Был однажды такой случай. Журналист Бэлэшою, румын, совершенно не знакомый с русскими именами-отчествами, опубликовал интервью, взятое у моего несуществующего родного брата Петра Мартыновича Лещенко. Как у Петра Константиновича может быть родной брат Петр Мартынович? Ладно, пускай отцы у них разные, но какая мать назовет двоих сыновей одним и тем же именем? Петр Мартынович рассказал о Петре Константиновиче много сенсационного, то есть скандального. Рокамболь в сравнении со мной выглядел ангелочком. Я пришел в редакцию газеты и потребовал опровержения.

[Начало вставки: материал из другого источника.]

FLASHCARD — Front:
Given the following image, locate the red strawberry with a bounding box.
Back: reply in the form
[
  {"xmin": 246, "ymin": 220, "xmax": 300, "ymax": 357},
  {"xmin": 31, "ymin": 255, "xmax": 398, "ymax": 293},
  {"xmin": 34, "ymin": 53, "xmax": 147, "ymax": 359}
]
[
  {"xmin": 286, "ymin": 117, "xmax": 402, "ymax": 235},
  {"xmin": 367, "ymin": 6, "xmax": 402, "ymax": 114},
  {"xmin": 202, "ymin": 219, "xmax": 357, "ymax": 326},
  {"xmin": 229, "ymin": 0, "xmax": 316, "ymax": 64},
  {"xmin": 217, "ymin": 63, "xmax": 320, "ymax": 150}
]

Редактор начал спорить со мной, говоря, что он доверяет своим сотрудникам и уверен, что все, написанное Бэлэшою, — чистая правда. Тогда я попросил познакомить меня с моим родным братом. Вместо брата мне предъявили старую афишу, на которой стояло имя «Петр Мартынович». То была моя собственная афиша. Когда-то я выступал и под таким псевдонимом, преимущественно в Кишиневе. Я ответил, что афиша не доказательство, и продолжил требовать встречи с братом. Редактор сдался и напечатал вот такое опровержение: «Редакция приносит свои извинения Петру Лещенко и доводит до сведения читателей, что человек, выдававший себя за его родного брата, оказался самозваным аферистом». Все-таки редактор сумел обелить Бэлэшою, переложив вину на несуществующего афериста.